INEP Revalida - Exame Nacional de Revalidação de Diplomas Médicos — Prova 2025
Homem de 24 anos é atendido no serviço de emergência 20 minutos após ferimento por arma de fogo. O orifício de entrada do projétil localiza-se 2 cm lateralmente à linha hemiclavicular direita, ao nível do quarto espaço intercostal. O paciente apresenta pressão arterial de 120 x 82 mmHg , frequência cardíaca de 110 bpm e frequência respiratória de 19 irpm. O médico que o atende observa o seguinte: paciente normocorado e cooperativo; murmúrios vesiculares diminuídos em hemitórax direito; macicez difusa à percussão; e ausência do frêmito tóraco-vocal nesse mesmo lado do tórax. Durante a avaliação inicial, é realizada reposição volêmica, oferta-se oxigênio suplementar, são colhidos exames laboratoriais e é administrado ácido tranexâmico. Nessa situação, assinale a alternativa que apresenta o procedimento adequado a ser realizado.
Ferimento torácico + MV ↓ + macicez + FTV ausente → Hemotórax. Drenagem pleural em 5º EIC, linha axilar média/anterior.
Os achados clínicos de murmúrios vesiculares diminuídos, macicez à percussão e ausência de frêmito tóraco-vocal em um hemitórax após trauma penetrante são altamente sugestivos de hemotórax. A drenagem pleural é o tratamento de escolha, devendo ser realizada no 5º espaço intercostal, entre as linhas axilar anterior e média.
O trauma torácico é uma causa significativa de morbimortalidade, e o hemotórax é uma das lesões mais comuns e potencialmente fatais. O diagnóstico precoce e a intervenção adequada são cruciais para a sobrevida do paciente. O caso descrito apresenta um cenário clássico de hemotórax, com ferimento penetrante no tórax e achados de exame físico que indicam acúmulo de sangue na cavidade pleural. Os achados de murmúrios vesiculares diminuídos, macicez à percussão e ausência de frêmito tóraco-vocal são patognomônicos de derrame pleural, que, no contexto de trauma, é mais frequentemente um hemotórax. A conduta inicial, conforme o ATLS (Advanced Trauma Life Support), inclui reposição volêmica e oferta de oxigênio. No entanto, o tratamento definitivo para o hemotórax significativo é a drenagem pleural com um dreno torácico de grosso calibre. A localização correta para a inserção do dreno é fundamental: o quinto espaço intercostal, entre as linhas axilar anterior e média, é o local seguro e eficaz para drenar tanto líquidos quanto ar. A toracotomia exploradora é reservada para casos de sangramento maciço ou outras complicações que não respondem à drenagem. O ácido tranexâmico, embora útil em traumas com sangramento, não substitui a necessidade de drenagem no hemotórax.

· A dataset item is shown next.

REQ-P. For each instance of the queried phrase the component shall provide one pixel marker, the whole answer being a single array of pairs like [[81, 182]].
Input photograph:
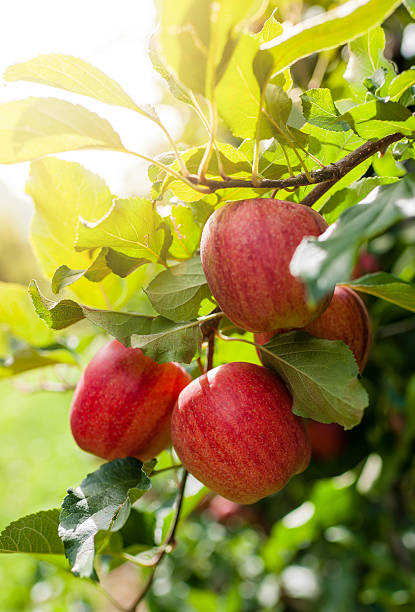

Os sinais clássicos incluem murmúrios vesiculares diminuídos ou ausentes no hemitórax afetado, macicez à percussão e ausência de frêmito tóraco-vocal. Em casos de sangramento significativo, pode haver sinais de choque hipovolêmico.
A localização ideal para a inserção do dreno torácico para hemotórax é no quinto espaço intercostal, na linha axilar média ou anterior. Esta posição permite a drenagem eficaz de sangue e fluidos, minimizando o risco de lesões a estruturas adjacentes.
A toracotomia exploradora é indicada em casos de sangramento maciço (débito inicial > 1500 mL ou > 200 mL/hora por 2-4 horas após a drenagem), instabilidade hemodinâmica persistente apesar da reanimação, ou persistência de vazamento aéreo maciço após drenagem de pneumotórax.